The bankruptcy of the Soviet system was demonstrated not only by the courage of those thousands defending the Russian parliament, but also by the unwillingness of the Soviet military to obey the orders of the coup leaders. It is true that only a handful of military units actually went over immediately to Yeltsin's side in Moscow. But hundreds of Russian babushkas – grandmothers – went up to the young soldiers and officers manning the Soviet tanks, and asked them, "Are you going to shoot yourr mother, your father, your grandmother? We are your own people." The final act of the would-be coup came when these military units refused to obey orders to seize the Russian parliament building, at the possible cost of hundreds or thousands of lives.
Freedom! Freedom! Freedom!
On that clear, warm Thursday of August 22nd, the huge mass of humanity that had assembled in a large plaza behind the Russian parliament stood and listened as Boris Yeltsin told them that area would now be known as the Square of Russian Freedom. The multitude replied in unison: Svaboda! Svaboda! Svaboda! – "Freedom! Freedom, Freedom!"
A huge flag of pre-communist Russia, with its colors of white, blue and red, draped the entire length of the parliament building. The crowd looked up and watched as the Soviet red flag, with its yellow hammer and sickle in the upper left corner, was lowered from the flagpole atop the parliament, and the Russian colors were raised for the first time in its place. And again the people chanted: "Freedom! Freedom! Freedom!"
Not too far away from the parliament building in Moscow, that same day, a large crowd had formed at Lubyanka Square at the headquarters of the KGB. With the help of a crane, these Muscovites pulled down a large statue of Felix Dzerzhinsky, the founder of the Soviet secret police that stood near the entrance to the KGB building.
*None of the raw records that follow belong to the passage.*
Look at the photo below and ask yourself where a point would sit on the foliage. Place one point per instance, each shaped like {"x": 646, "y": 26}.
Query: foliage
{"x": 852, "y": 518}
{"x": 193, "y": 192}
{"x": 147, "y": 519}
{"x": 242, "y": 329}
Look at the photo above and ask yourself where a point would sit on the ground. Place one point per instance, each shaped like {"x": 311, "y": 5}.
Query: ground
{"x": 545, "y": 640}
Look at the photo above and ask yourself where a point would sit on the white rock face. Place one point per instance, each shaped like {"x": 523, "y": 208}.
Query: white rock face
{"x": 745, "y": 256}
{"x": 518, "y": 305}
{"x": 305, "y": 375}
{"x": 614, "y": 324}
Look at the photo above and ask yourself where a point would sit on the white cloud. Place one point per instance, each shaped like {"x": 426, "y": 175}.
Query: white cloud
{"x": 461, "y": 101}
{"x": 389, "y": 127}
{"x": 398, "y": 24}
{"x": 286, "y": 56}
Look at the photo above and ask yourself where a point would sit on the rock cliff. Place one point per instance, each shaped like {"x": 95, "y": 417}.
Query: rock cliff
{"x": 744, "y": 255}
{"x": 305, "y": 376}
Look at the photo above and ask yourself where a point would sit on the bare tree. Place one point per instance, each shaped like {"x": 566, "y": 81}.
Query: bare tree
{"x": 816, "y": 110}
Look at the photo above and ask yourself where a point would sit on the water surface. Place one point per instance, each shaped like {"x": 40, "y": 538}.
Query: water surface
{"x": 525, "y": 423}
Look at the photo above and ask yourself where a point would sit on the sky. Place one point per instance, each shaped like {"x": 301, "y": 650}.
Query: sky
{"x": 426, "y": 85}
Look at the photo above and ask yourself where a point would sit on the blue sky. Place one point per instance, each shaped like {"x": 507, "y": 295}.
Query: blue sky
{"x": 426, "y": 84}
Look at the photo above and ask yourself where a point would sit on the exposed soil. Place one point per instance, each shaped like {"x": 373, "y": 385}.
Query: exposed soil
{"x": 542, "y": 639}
In a small park across from the KGB headquarters, in a corner of which rests a small monument to the victims of the Soviet prison and labor camps, an anti-communist rally was held. A young man in an old Czarist Russian military uniform burned a Soviet flag as the crowd cheered him on.
The 75e-year nightmare of communist tyranny and terror was coming to an end. The people of Russia were hoping for freedom, and they were basking in the imagined joy of it.
Freedom's Hope and Post-Communist Reality
The demise of the Communist Party and the Soviet system was one of the momentous events in modern history. That it came about with a relatively small amount of bloodshed during those 72 hours of the hard-line coup attempt was nothing short of miraculous – only a handful of people lost their lives.
The last 20 years have not turned out the way many of the friends of freedom in Russia had hoped. Indeed, post-communist Russia saw a contradictory, poorly organized, and corrupted privatization of Soviet industry, plus a high and damaging inflation in 1992-1994, a severe financial crisis in 1998, a return to authoritarian political rule following Vladimir Putin's rise to power in 1999, two bloody and destructive wars in the attempted breakaway region of Chechnya, widespread and pervasive corruption at all levels of government, state controlled and manipulated markets, investment, and commerce, assassinations and imprisonments of political opponents of the regime, and significant nostalgia among too many in the country for "great power" status and the "firm hand" of the infamous Stalinist era.
Nonetheless, for those of us who were fortunate enough to be in Moscow in August 1991, it remains in our minds as an unforgettable historical moment when the first and longest-lived of the 20th Century's totalitarian states was brought to the doorstep of its end.